Lately, here’s the ad I feel like I see most of these days for the last couple of weeks:

Here again, another mass media campaign. This one directed to the very same people the retro campaign targeted so many years ago (folks like me!). However, the muscle that makes this spot work leverages the interpersonal relationship that happens each morning in my car with my kids.

I’ll admit it: my car seems this way as we get on the road in the mornings. But the greater point of this ad is to leverage parent power with the control in your hand: a key in the ignition. While the original campaign enjoyed success, the evidence suggests there was still work to be done. As a former anchor/reporter, I read countless stories where someone died as a result of not wearing a seatbelt in a crash.

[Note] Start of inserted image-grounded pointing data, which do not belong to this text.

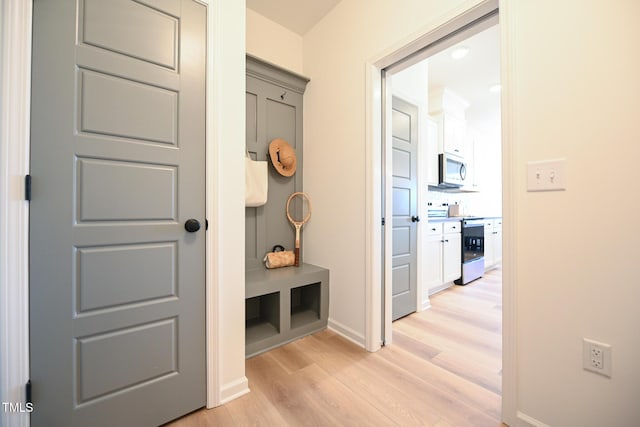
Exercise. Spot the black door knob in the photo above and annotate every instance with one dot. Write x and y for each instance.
(192, 225)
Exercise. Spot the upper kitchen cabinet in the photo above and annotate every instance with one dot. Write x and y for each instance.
(432, 152)
(470, 157)
(448, 110)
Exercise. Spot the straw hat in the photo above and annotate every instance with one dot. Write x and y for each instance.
(283, 157)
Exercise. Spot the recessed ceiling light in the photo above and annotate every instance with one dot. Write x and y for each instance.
(459, 52)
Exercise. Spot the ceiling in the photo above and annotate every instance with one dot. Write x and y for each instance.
(471, 76)
(298, 16)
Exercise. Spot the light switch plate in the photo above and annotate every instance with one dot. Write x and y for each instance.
(546, 175)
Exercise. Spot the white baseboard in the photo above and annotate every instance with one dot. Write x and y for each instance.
(347, 333)
(530, 421)
(440, 288)
(233, 390)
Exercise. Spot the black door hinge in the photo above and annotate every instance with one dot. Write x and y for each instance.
(27, 188)
(28, 392)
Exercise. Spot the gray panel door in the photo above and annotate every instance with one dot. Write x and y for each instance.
(117, 283)
(404, 236)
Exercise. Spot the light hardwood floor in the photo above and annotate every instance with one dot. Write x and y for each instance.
(443, 369)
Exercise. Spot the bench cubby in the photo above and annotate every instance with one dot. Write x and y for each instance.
(284, 304)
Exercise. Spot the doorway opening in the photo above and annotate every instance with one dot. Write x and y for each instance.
(445, 114)
(382, 74)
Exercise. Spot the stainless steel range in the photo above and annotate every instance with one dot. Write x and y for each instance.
(472, 250)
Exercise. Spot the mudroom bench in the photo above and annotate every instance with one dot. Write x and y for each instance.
(284, 304)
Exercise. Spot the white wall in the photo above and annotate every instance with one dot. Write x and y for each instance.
(575, 96)
(273, 43)
(572, 93)
(335, 54)
(225, 204)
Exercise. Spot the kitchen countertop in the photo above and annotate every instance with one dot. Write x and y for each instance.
(460, 218)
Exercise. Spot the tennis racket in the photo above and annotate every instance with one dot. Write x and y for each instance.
(298, 214)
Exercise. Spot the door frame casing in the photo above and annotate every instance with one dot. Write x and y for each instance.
(375, 265)
(15, 63)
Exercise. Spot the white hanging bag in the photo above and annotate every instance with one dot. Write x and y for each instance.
(256, 183)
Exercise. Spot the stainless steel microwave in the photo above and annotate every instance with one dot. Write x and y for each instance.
(452, 171)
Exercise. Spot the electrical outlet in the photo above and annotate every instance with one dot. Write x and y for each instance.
(547, 175)
(596, 357)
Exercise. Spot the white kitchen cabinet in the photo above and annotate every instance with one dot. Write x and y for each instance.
(448, 109)
(470, 157)
(497, 242)
(432, 152)
(492, 243)
(451, 133)
(443, 255)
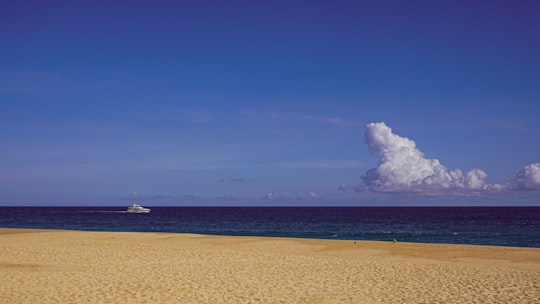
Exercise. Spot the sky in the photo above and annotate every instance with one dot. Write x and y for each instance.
(352, 103)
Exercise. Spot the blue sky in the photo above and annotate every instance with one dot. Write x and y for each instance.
(267, 102)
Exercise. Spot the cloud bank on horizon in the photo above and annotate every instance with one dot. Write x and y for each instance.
(402, 167)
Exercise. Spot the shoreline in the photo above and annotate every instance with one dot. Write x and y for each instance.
(49, 266)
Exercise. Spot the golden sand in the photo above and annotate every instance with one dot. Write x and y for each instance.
(47, 266)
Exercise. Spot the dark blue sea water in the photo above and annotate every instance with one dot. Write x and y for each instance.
(504, 226)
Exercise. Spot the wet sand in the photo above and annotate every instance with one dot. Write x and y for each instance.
(52, 266)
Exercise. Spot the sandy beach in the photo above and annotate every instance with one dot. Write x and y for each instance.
(49, 266)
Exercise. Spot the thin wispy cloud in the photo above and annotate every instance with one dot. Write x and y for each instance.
(337, 164)
(269, 116)
(331, 120)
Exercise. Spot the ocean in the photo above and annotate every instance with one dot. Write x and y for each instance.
(502, 226)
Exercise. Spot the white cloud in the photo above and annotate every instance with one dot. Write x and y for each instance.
(402, 167)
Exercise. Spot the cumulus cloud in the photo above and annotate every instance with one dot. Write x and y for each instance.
(528, 178)
(402, 167)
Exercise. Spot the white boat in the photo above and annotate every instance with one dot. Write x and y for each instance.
(137, 209)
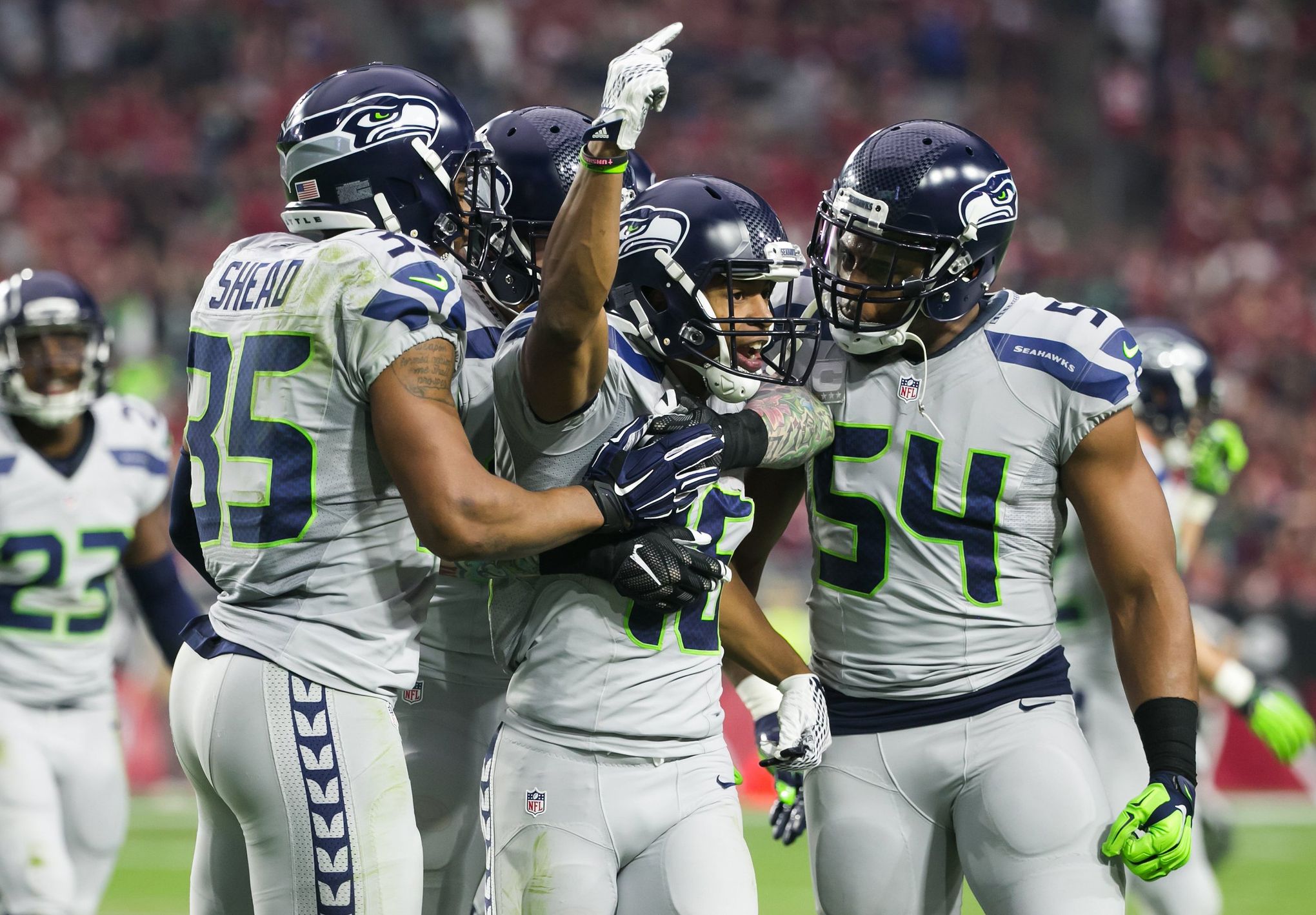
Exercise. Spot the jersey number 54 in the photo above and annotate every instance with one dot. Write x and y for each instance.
(972, 528)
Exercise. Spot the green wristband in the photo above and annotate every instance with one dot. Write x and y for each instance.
(613, 166)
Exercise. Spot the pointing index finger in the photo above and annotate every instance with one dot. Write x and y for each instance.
(663, 37)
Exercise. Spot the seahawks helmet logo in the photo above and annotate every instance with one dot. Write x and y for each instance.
(377, 119)
(648, 228)
(990, 202)
(383, 117)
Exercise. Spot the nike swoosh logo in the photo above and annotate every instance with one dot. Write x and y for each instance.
(644, 567)
(441, 283)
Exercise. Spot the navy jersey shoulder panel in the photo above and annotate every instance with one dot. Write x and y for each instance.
(1061, 363)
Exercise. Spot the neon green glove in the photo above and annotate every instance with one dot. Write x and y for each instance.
(1281, 722)
(1218, 453)
(1153, 834)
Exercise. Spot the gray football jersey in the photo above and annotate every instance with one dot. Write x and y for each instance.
(299, 520)
(61, 541)
(458, 615)
(935, 531)
(590, 670)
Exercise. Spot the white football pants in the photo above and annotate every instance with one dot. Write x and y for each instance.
(302, 790)
(1008, 799)
(574, 832)
(446, 725)
(63, 806)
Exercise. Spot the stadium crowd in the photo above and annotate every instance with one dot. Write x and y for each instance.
(1164, 152)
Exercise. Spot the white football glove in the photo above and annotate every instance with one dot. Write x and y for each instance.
(806, 730)
(637, 81)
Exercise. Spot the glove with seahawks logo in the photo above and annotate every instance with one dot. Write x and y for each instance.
(804, 730)
(787, 814)
(661, 569)
(637, 81)
(637, 477)
(1281, 722)
(744, 432)
(1216, 456)
(1153, 834)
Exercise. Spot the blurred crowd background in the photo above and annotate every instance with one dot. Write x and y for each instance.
(1164, 154)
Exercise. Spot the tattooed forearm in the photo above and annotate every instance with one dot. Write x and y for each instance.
(798, 424)
(483, 570)
(426, 370)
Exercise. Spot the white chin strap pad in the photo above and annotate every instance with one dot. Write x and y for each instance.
(870, 341)
(728, 387)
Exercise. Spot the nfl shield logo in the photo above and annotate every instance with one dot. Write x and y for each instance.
(414, 696)
(908, 387)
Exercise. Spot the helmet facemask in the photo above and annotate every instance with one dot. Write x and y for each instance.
(512, 276)
(713, 345)
(862, 264)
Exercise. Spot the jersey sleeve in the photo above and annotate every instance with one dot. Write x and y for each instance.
(397, 296)
(1074, 364)
(141, 443)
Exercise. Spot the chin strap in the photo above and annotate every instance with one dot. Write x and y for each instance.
(923, 385)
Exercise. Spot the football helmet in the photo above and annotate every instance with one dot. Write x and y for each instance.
(919, 217)
(387, 148)
(537, 154)
(678, 239)
(1178, 379)
(44, 302)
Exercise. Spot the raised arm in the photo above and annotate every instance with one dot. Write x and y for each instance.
(458, 508)
(464, 512)
(566, 353)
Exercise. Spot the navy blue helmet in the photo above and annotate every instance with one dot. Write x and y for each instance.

Nowadays, the social custom is for kids to hop in a car with a device and forgo a seatbelt.  This new “Seat Belt Safety” campaign aims to address the high number of American children who died as part of vehicle crashes and were unrestrained at the time of their death.

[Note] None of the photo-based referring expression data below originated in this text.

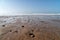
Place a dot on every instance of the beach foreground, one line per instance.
(30, 27)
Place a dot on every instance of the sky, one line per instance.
(8, 7)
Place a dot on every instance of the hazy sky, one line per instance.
(29, 6)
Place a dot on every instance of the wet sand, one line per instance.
(30, 27)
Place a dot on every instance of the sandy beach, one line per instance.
(30, 27)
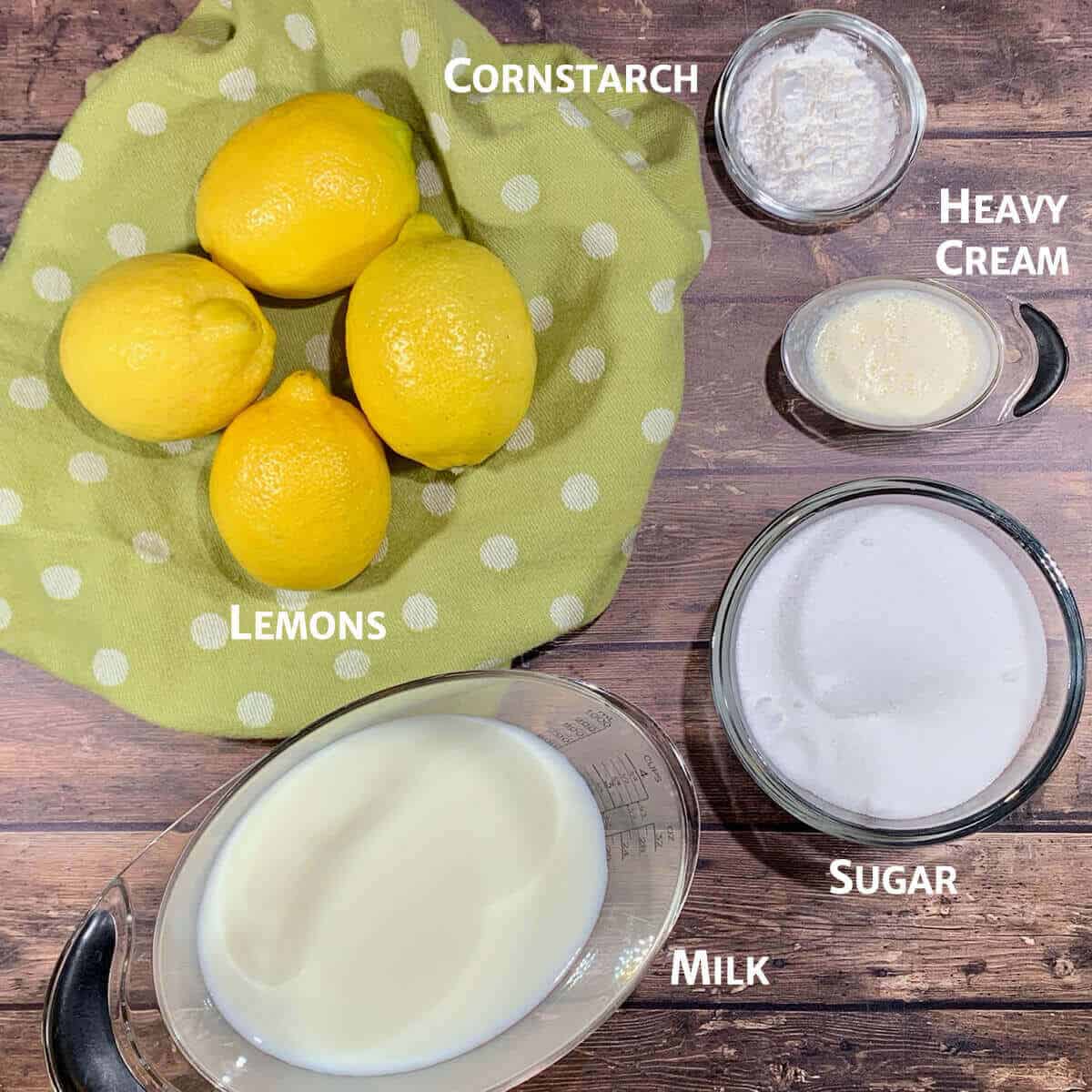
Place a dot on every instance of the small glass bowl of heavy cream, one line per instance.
(896, 354)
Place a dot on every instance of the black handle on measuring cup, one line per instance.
(81, 1052)
(1053, 361)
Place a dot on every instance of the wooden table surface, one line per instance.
(991, 989)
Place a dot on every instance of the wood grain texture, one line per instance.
(723, 1049)
(986, 66)
(1015, 66)
(989, 991)
(86, 767)
(754, 893)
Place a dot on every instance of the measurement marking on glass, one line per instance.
(620, 784)
(580, 727)
(639, 840)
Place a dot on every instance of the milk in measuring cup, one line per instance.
(403, 895)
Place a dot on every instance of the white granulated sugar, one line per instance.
(816, 121)
(890, 659)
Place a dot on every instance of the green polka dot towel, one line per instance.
(112, 574)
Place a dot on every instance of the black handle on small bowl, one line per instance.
(1053, 361)
(81, 1051)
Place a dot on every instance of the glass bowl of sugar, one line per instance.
(818, 116)
(898, 662)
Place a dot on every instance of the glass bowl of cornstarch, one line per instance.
(818, 116)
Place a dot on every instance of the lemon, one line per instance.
(440, 348)
(300, 199)
(299, 489)
(167, 348)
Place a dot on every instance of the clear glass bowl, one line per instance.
(1049, 735)
(134, 961)
(1027, 358)
(883, 48)
(800, 332)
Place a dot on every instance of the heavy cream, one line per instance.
(900, 356)
(402, 895)
(890, 659)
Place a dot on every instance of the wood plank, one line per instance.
(69, 757)
(904, 235)
(741, 416)
(986, 65)
(1019, 926)
(698, 1049)
(1013, 66)
(52, 46)
(129, 773)
(697, 525)
(70, 762)
(797, 265)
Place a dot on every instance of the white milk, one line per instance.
(900, 356)
(403, 895)
(890, 659)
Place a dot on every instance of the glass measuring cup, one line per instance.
(1029, 359)
(126, 1008)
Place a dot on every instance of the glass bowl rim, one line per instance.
(819, 19)
(779, 790)
(814, 397)
(676, 765)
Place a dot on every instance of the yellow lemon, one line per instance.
(299, 487)
(167, 348)
(300, 199)
(440, 348)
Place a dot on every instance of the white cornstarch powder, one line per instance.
(816, 121)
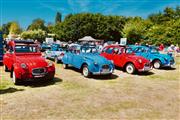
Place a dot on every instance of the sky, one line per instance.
(24, 11)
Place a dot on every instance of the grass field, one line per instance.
(154, 95)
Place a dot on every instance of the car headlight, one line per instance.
(165, 59)
(139, 60)
(112, 61)
(23, 65)
(49, 63)
(95, 63)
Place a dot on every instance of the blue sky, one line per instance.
(24, 11)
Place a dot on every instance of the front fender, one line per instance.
(18, 70)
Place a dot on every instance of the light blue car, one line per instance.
(87, 59)
(56, 53)
(151, 53)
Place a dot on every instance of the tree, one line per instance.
(34, 34)
(15, 28)
(37, 24)
(58, 17)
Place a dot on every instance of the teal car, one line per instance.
(88, 60)
(157, 59)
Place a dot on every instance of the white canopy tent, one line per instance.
(87, 39)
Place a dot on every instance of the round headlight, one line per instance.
(23, 65)
(49, 63)
(95, 63)
(140, 61)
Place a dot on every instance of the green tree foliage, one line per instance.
(58, 17)
(15, 28)
(34, 34)
(37, 24)
(86, 24)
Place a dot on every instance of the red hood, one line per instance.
(135, 57)
(32, 60)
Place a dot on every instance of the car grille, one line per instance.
(171, 61)
(147, 65)
(105, 67)
(38, 71)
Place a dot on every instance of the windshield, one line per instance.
(154, 50)
(89, 50)
(129, 50)
(25, 49)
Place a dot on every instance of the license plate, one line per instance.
(105, 70)
(39, 76)
(146, 68)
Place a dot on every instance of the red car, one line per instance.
(25, 62)
(124, 58)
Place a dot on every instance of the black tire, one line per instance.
(130, 69)
(5, 68)
(157, 64)
(56, 60)
(14, 79)
(85, 71)
(65, 66)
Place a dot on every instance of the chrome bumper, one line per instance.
(103, 73)
(145, 69)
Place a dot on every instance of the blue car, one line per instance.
(1, 48)
(87, 59)
(56, 52)
(151, 53)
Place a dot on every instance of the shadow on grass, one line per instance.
(10, 90)
(97, 77)
(145, 73)
(167, 68)
(105, 77)
(41, 83)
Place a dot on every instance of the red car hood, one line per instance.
(32, 61)
(135, 57)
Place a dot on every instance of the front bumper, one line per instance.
(31, 77)
(103, 72)
(145, 69)
(172, 65)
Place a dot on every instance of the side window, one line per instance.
(138, 50)
(109, 50)
(117, 51)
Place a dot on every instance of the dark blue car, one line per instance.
(151, 53)
(1, 47)
(87, 59)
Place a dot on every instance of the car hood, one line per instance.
(32, 61)
(135, 57)
(163, 56)
(96, 58)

Because the “You Could Learn A Lot From A Dummy” campaign resonated with me as a child, I would consider myself an early adopter of the new “Seat Belt Safety” campaign. Unlike the precursor campaign, the mass media extends beyond just radio and television. New media technologies like websites, social media and Youtube play prominently in the diffusion of the innovation of Round Two of the campaign.

Honestly, my kids know no other way other than to buckle up when they hop in the car. However, this spot does provide the opportunity for me to have a conversation with my kids about the message.

Their awareness of the need to buckle up in mommy’s car was already there, but I believe this campaign offers them the chance to adopt or reject this innovation for themselves. Recognizing that their behavior motivates me to action, my one child who just a few months ago, relished the idea of being the last to buckle up, is now the first.

Innovation: adopted.

Final Thoughts.

These two campaigns clearly demonstrate the strategy behind the communications effort as the issue to increase seatbelt usage has been part of the national dialogue for nearly thirty years. The first campaign was lauded for the increase in seat belt usage and even garnered awards.

The current campaign is an example of the Diffusion of Innovation as the key message  of the original effort was refined, or diffused, over the years. There are few metrics (beyond outputs) to measure the effectiveness of the new “Seat Belt Safety” campaign at this time.

While the tipping point for me (and my family) was reached years ago, the journey is apparently not over for the current population. Buckle up; it could be a long ride until we get there.

Which campaign motivated your behavior change: Modern or Retro?